This holiday season, you will likely be offered a store credit card. You need to be careful before signing on the dotted line. Although the in-store discounts might look appealing, there are some real dangers and traps you need to avoid. (And I know, because I used to run a rather large credit card company).

Why are these products so dangerous? First, the retailer just wants you to spend as much as possible. So, all of the incentives will be to get you to spend more money than you had originally planned.

Second, the credit card companies pay a lot of money to the retailers in order to get the credit card deal. Typically, credit card companies have to pay a “bounty” for every credit card booked to the retailer. In addition, most credit card companies have to share a percentage of interchange revenue with the retailer. (Interchange is the fee paid by merchants to credit card companies when a card is used for a purchase). Because credit card companies have to give all of this money to the retailer, they need to make it up somehow. And the usual way to make back that money is by charging much higher interest rates.

You can get a good deal. I once moved into a new house. I was very tactical: I went shopping on a day with deep in-store discounts (Columbus day, ironically), and I applied for a credit card that had a 10% discount for purchases made on the day. Because I knew I would be spending more than $2,000, the savings (more than $200 for the credit card purchase alone) was a great deal. And, most importantly, I paid the balance in full at the end of the month. I had planned my purchase in advance and used the store card offer to save more money. That is the only way to get a good deal.

Here are the 7 traps to beware:

1. The interest rates are high, regardless of your credit score.

The vast majority of store credit cards do not offer lower interest rates for people with excellent credit scores. In other words, there is no risk-based pricing. In addition, the average interest rate on store cards is much higher than traditional credit cards, and often starts with a “2”. Even people with an 800 FICO would receive a 20% (or higher) interest rate on most store cards.

2. 0% financing is not really 0%.

Most store cards will offer some form of 0% financing. However, most store cards do not waive the interest. Instead, the interest is deferred. If you pay off the balance in full during the promotional period, you don’t pay any interest. However, if you don’t pay the balance in full you will end up getting charged interest retroactively at the high store card interest rate. Using deferred interest is a common practice. Even Apple, in partnership with Barclays, uses this offer.

3. Your Credit Score Will Be Hit With A Hard Inquiry.

When you apply for a store card, a hard inquiry will hit your credit report and your score. Although inquiries do not have a major impact (it could be as few as five points), the impact could be consequential if you plan on applying for a mortgage or auto loan in the near future. With a mortgage, five points could be enough to put you in a different pricing bracket, costing you thousands of dollars over the life of the loan.

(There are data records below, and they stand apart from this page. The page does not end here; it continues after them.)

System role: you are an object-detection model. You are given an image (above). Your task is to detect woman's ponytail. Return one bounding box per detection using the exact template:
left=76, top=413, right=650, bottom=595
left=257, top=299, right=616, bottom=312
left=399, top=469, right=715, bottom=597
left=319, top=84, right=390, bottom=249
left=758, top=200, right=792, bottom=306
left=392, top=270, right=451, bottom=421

4. Rewards for “out of store spend” are usually much better on other cards.

Store cards often have great rewards for in-store spend. For example, the Amazon Visa offers 3% cash back for purchases at Amazon.com. The Target Red Card offers 5% off in-store purchases at Target. However, the deals are much worse for spending out of store. For spending outside of the store, many credit cards offer no rewards or only 1%.

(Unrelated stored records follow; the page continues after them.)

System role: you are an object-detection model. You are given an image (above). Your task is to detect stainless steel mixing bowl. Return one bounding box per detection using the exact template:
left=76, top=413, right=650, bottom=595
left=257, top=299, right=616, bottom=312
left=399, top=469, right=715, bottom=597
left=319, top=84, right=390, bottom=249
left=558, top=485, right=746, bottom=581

5. You will spend more money than you planned. Yes, you will.

The oldest “trick in the book” is an offer that gives you 10% off in-store spending on the day that you apply for the card. The purpose of the offer is to encourage you to spend more money than you planned. And years of data shows that people will in fact spend more money.

6. Because interest rates are high (and retailers demand it), store cards are willing to accept people with very low credit scores who have a lot of debt.

Retailers sign agreements with banks to issue store cards. These agreements come up for renewal every five or seven years. Retailers force banks to bid on the business, and it is “all or nothing.” If a bank loses a deal, it can be a huge hit. So, the power really sits with the retailer, who owns the customers. Retailers will demand higher bounties (payments when cards are booked), better rewards for consumers and better interchange deals. Retailers want to pay very little interchange for in-store purchases, and they want to collect as much interchange as possible for out of store spend. However, one of the biggest requests is “approval rate.” Retailers want banks to approve as many people as possible, for obvious reasons. As a result, banks will charge very high interest rates and will often approve people through store cards whom they would otherwise reject. There is a real danger that people with bad credit who are already in too much debt will get a line. Some store card programs approve people with FICO scores in the low 500s.

7. You will be pressured by a sales person.

Retailers are most focused on increasing sales. And giving someone a store card with a same day discount will increase sales. So, they will put a lot of pressure on employees to push credit card sales at checkout. The financial incentives for retailers can be sizeable. As a result, you should expect to get this sales pitch constantly and regularly. Stay strong!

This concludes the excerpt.